La via d’ uscita, secondo D’Alia?

«Un governo politico a tutto tondo, per fare in modo che i partiti non si chiamino fuori dalle questioni. Perché, sia chiaro, gli assessori esterni, pur indicati dai partiti, possono svincolarsi dalle responsabilità, attribuendosi solo i meriti e scaricando tutte le colpe su Crocetta se qualcosa va male. Se, ad esempio, il presidente avesse inserito in giunta il segretario regionale e il capogruppo dell’ Udc, nessuno del mio partito avrebbe potuto fare a meno di appoggiare provvedimenti relativi a riforme e spesa pubblica».

Insomma, sarebbe stato meglio se alle regionali il candidato governatore fosse stato lei…

«Beh, io non mi sono mai candidato, e quindi non posso giudicare dall’ esterno e cosa avrei potuto fare».

Maggioranza regionale: cosa pernsa dovrebbero fare i vostri alleati del Nuovo Centro Destra?

«Con Alfano abbiamo fatto le europee insieme, anche per costruire un nuovo soggetto politico. Mi auguro che si prosegua su questa strada, ma noto un assordante silenzio. In Sicilia, per rilanciare l’ azione di governo bisognava riempire la maggioranza non di singoli deputati ma di una forza politica responsabile come l’ Ncd. Anche se, per la verità, gli amici brillano per assenza politica».

Con Genovese del Pd in caduta libera, il pallino della politica messinese chi lo tiene in mano?

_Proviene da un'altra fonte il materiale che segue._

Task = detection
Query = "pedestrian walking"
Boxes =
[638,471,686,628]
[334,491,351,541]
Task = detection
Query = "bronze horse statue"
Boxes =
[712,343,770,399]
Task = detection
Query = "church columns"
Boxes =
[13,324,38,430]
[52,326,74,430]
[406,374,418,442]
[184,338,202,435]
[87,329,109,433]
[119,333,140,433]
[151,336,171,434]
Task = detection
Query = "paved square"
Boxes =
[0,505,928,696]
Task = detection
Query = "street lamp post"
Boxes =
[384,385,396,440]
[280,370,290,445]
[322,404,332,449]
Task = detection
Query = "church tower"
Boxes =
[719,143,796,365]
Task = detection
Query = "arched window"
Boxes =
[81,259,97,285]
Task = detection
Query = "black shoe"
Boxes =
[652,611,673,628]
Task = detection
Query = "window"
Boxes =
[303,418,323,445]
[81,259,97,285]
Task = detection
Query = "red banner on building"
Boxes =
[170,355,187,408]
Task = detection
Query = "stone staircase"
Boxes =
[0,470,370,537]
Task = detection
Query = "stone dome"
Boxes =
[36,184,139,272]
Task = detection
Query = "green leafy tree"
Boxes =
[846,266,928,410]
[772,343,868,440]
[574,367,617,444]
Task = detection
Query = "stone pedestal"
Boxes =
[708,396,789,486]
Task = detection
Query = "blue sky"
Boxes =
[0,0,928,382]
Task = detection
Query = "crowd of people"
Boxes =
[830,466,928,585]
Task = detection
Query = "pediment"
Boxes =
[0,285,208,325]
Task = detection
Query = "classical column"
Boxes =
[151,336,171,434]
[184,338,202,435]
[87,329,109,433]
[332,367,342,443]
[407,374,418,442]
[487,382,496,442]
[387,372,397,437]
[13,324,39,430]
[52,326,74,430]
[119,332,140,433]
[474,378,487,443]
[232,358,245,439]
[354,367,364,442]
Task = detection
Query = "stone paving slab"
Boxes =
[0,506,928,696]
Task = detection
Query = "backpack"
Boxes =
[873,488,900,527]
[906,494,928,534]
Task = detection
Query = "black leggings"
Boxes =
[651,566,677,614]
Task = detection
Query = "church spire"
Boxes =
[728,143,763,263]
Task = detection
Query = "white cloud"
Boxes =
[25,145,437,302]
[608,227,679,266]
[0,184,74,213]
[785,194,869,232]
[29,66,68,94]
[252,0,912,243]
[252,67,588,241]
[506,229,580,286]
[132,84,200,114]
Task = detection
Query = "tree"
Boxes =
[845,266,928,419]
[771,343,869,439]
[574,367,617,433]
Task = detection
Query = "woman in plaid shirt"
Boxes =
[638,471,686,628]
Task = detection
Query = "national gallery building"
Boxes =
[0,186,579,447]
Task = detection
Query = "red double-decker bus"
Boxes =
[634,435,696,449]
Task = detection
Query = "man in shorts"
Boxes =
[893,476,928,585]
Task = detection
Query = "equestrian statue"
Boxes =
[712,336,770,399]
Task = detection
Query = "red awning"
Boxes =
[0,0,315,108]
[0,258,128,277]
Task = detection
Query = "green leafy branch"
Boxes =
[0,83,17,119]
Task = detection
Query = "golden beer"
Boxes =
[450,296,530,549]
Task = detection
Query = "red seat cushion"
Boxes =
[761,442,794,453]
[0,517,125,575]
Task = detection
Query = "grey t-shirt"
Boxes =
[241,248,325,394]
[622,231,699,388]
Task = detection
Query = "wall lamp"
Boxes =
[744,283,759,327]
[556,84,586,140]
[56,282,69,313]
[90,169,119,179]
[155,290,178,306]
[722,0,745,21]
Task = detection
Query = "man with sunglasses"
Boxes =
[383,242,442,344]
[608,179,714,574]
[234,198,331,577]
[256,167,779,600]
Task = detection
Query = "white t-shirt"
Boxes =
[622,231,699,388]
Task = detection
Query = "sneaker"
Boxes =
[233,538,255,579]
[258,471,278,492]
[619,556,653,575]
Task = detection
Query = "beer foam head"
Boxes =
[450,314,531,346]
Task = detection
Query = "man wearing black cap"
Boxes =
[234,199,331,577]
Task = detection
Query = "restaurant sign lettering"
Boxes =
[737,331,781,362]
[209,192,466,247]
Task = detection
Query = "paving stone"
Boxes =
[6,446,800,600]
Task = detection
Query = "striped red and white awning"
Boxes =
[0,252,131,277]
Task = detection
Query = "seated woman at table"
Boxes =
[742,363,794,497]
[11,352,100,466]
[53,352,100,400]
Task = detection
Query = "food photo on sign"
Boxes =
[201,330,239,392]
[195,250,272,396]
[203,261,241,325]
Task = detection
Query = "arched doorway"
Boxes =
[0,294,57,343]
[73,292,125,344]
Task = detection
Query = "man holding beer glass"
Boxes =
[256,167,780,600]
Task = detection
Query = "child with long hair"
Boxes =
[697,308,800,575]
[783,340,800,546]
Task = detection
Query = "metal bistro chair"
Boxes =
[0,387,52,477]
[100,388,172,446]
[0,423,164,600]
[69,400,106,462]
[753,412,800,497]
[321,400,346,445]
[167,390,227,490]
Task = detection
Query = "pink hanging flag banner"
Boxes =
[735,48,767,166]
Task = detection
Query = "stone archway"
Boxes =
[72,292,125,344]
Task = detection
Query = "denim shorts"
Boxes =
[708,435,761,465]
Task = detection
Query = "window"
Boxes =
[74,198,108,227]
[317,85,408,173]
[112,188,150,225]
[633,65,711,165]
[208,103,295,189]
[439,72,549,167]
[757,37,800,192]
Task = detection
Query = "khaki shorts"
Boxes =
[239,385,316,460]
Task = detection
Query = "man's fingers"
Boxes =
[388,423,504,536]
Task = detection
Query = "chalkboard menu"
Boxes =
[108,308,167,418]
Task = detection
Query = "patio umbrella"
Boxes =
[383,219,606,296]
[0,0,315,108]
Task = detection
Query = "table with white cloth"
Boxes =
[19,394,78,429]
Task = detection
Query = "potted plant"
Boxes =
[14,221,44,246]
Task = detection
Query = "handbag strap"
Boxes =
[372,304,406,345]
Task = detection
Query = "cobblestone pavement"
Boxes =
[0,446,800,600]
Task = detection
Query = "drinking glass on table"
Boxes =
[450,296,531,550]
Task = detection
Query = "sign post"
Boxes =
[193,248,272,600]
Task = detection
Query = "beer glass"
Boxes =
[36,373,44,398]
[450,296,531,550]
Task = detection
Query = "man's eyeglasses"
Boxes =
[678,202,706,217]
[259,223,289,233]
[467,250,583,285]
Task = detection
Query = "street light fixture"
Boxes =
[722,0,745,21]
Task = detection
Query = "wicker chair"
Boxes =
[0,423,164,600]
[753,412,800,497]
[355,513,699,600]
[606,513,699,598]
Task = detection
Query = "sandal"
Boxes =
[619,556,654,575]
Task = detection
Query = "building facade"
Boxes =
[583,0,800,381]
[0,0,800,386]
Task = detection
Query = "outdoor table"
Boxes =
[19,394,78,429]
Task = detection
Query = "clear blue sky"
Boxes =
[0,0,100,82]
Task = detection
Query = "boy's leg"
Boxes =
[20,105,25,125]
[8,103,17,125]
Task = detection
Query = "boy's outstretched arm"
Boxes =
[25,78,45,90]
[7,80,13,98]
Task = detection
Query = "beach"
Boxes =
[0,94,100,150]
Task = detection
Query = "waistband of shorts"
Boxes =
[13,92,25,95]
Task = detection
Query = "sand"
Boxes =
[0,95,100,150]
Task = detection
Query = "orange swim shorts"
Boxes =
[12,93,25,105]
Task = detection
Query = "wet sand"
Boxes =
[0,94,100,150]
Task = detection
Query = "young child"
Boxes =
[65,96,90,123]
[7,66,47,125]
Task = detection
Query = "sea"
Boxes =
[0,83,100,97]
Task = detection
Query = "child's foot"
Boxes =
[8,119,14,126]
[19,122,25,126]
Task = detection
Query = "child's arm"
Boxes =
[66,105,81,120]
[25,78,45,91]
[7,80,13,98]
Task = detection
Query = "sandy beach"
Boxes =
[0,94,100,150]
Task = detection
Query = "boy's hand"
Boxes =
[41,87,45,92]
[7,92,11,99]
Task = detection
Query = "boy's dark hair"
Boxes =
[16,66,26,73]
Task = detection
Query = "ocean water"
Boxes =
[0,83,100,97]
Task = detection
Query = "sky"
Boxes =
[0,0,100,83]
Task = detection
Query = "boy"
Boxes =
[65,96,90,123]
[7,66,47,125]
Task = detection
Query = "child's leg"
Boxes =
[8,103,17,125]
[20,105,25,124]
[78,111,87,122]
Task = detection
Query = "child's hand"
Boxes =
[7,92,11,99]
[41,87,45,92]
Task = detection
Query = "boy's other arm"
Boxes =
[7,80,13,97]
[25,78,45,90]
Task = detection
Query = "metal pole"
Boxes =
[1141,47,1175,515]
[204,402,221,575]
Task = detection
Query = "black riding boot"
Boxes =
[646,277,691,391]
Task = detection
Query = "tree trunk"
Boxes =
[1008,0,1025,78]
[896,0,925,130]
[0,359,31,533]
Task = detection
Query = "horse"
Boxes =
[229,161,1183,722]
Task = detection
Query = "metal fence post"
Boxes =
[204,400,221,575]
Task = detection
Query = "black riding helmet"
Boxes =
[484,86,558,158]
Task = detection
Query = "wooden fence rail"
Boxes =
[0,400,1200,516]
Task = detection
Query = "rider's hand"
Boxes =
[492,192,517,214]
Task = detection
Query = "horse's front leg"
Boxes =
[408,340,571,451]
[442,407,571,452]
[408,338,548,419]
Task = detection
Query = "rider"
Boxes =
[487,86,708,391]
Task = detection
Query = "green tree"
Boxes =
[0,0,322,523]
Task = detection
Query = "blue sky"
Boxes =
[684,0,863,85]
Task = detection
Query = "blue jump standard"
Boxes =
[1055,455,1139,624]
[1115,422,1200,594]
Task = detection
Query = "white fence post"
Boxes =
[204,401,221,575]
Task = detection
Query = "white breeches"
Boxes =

“Nel mio partito continiamo a lavorare, degli altri poco mi importa. Ciò che mi preoccupa di più è l’ assenza di una discussione seria su città metropolitana e liberi consorzi, che sono il futuro dell’ economia e dello sviluppo. Per questo ho chiesto agli assessori regionali Valenti e Torrisi di farsi promotori di iniziative sul tema a Messina. Perché gli altri si stanno organizzando, mentre noi siamo fermi al palo».

Cosa ne pensa del sindaco dello Stretto Renato Accorinti, dopo un anno di governo?

«Il mio giudizio non è positivo perché l’ unica cose di cui la città ha bisogno è una buona amministrazione. È troppo semplicistico, di fronte ai problemi, richiamarsi sempre alle eredità del passato. Adesso Accorinti è padrone delle proprie azioni e se, ad esempio, il servizio di igiene pubblica fa ancora schifo dopo un anno e mezzo, non può riportare sempre tutto sulla sindacatura Buzzanca».